В “Геликон-опере” поставили “Семь смертных грехов” Курта Вайля.
Спектакль на музыку Курта Вайля “Семь смертных грехов” поставил в зале Шаховской “Геликон-оперы” режиссер Илья Ильин.
Художник-постановщик спектакля – Ростислав Протасов. Музыкальный руководитель и дирижер – Валерий Кирьянов.
Музыка Курта Вайля, ставшая не только частью радикальной эстетики социального театра Бертольда Брехта, но и сама открывшая новую стилистическую опцию для сцены ХХ века – синтез народного мелоса, экспрессионизма, мюзикла, ревю, эксцентрики, джазовой и шансонной традиции, крайне редко ставится в России.
Между тем в Европе и Америке Вайля не только ставят, но и создают новые аранжировки его музыки, как это сделал, например, два года назад Зальцбургский фестиваль, заказавший новую оркестровую версию “Трехгрошовой оперы” (“Мэкки-нож”) британцу Мартину Лоу.
Сам факт постановки “Семи смертных грехов” Вайля в Москве входит в разряд музыкальных событий.
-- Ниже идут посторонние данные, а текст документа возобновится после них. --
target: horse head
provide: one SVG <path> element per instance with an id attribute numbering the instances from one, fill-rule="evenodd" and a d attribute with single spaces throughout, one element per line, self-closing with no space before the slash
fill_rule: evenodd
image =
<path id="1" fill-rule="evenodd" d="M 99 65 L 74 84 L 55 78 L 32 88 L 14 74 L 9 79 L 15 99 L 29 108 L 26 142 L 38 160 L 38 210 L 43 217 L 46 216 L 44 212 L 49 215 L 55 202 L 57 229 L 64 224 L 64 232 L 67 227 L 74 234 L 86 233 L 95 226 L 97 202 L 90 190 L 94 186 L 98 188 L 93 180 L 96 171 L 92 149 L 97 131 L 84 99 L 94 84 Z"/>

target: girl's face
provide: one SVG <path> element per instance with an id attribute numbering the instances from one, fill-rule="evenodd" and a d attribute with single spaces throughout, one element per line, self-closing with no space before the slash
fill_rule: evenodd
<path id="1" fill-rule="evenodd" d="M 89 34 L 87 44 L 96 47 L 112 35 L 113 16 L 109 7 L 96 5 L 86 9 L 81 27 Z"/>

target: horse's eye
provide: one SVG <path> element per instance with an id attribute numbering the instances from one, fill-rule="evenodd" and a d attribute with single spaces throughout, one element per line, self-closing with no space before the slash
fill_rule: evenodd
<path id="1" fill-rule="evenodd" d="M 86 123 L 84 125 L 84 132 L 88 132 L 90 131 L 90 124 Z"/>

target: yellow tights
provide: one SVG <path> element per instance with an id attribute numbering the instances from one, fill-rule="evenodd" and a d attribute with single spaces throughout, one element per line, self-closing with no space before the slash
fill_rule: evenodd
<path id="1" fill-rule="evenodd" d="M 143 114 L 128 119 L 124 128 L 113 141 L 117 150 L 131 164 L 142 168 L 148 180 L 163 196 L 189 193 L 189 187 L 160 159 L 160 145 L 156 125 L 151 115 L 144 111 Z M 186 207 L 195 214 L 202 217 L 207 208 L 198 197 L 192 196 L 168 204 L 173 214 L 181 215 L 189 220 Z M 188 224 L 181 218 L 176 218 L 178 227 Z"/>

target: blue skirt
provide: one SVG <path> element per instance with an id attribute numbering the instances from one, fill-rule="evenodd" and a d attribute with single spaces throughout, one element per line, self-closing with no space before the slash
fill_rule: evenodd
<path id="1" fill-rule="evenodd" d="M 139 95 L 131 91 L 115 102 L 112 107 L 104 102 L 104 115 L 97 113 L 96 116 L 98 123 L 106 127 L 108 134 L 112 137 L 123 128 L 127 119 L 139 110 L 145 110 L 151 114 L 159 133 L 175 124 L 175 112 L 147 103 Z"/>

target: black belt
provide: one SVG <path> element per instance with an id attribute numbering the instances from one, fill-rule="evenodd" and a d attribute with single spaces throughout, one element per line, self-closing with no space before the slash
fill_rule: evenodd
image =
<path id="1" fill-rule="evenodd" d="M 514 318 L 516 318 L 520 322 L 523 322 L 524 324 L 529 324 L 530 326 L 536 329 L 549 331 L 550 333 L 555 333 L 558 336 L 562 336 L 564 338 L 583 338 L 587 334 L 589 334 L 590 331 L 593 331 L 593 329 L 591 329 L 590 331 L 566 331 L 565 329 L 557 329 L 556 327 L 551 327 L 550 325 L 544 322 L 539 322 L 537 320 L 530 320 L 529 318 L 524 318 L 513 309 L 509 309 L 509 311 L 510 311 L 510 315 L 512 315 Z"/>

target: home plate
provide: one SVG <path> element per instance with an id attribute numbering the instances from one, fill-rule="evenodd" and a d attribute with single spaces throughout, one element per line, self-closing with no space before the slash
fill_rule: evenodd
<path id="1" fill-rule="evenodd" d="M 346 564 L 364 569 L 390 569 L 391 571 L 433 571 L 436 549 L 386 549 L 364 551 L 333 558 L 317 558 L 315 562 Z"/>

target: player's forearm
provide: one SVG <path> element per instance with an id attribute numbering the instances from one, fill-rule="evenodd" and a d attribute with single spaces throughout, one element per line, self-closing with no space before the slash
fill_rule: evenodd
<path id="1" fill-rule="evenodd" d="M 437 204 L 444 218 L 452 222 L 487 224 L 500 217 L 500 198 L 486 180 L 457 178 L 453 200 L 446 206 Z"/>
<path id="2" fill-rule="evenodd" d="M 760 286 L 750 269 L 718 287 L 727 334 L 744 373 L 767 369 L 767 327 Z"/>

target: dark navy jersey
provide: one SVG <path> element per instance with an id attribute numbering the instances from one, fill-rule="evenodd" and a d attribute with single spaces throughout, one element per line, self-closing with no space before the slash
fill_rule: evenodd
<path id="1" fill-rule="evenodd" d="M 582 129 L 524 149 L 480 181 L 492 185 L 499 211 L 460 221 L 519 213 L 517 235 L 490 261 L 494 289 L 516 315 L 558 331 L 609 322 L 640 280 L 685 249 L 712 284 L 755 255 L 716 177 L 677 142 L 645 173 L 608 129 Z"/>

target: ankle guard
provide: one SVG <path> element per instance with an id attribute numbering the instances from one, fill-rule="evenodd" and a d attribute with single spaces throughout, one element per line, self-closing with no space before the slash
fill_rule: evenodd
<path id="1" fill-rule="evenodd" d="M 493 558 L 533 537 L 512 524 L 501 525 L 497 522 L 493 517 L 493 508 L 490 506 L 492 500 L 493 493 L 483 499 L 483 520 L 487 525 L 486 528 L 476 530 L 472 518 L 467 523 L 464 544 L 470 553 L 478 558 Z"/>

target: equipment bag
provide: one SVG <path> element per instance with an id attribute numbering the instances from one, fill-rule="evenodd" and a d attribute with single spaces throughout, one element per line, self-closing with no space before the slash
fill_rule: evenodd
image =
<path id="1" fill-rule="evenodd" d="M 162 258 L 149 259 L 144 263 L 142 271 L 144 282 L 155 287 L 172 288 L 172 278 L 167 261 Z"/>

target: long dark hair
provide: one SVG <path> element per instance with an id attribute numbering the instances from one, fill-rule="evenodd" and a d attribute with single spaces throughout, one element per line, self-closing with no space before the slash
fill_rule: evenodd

Спектакль Ильи Ильина, с одной стороны, вернул в московскую афишу название, отсутствовавшее в ней 36 лет – со времен премьеры в Камерном театре Покровского (к слову, в 2009 году Чеховский театральный фестиваль показал спектакль Пины Бауш), с другой – представил партитуру в обновленном сценическом формате: не “балет с пением”, как задумано Вайлем и канонизировано мировой премьерой в постановке Джорджа Баланчина, а монооперу с пластической партией.
Героиня монооперы – Анна, чья история начинается не с “Грехов”, а с пролога – случайной встречи в кафе давно расставшихся любовников. Мужчина и женщина, ведущие страстный и безнадежный дуэт на трех языках зонгов Вайля.
Здесь Ксения Вязникова (Анна) появляется в шикарной парче, в шляпе с перьями, начиная диалог зонгом Berlin im Licht. Партнер ее – Михаил Давыдов, с которым в прошлом сезоне они уже делали программу из песен Вайля, Леграна, Гарделя в сопровождении ансамбля Siestango Quartet.
И уже в прологе Ксения Вязникова натягивает нить жесткого экспрессионизма, демонстрируя свой огромный артистический и вокальный диапазон, эффектно используя динамические и регистровые контрасты музыки Вайля.
Ее брошенная Анна, оставшаяся в экзистенциальной пустоте черного пространства сцены со светящимся контуром проема в невидимый мир – прошлого или будущего, чувственного или подсознательного, кричит в пространство: Meine Schwester! (Моя сестра!), вызывая из памяти саму себя – ту Анну, которой она когда-то была и которая прошла по кругам всех грехов и соблазнов жизни и осталась теперь совершенно опустошенной.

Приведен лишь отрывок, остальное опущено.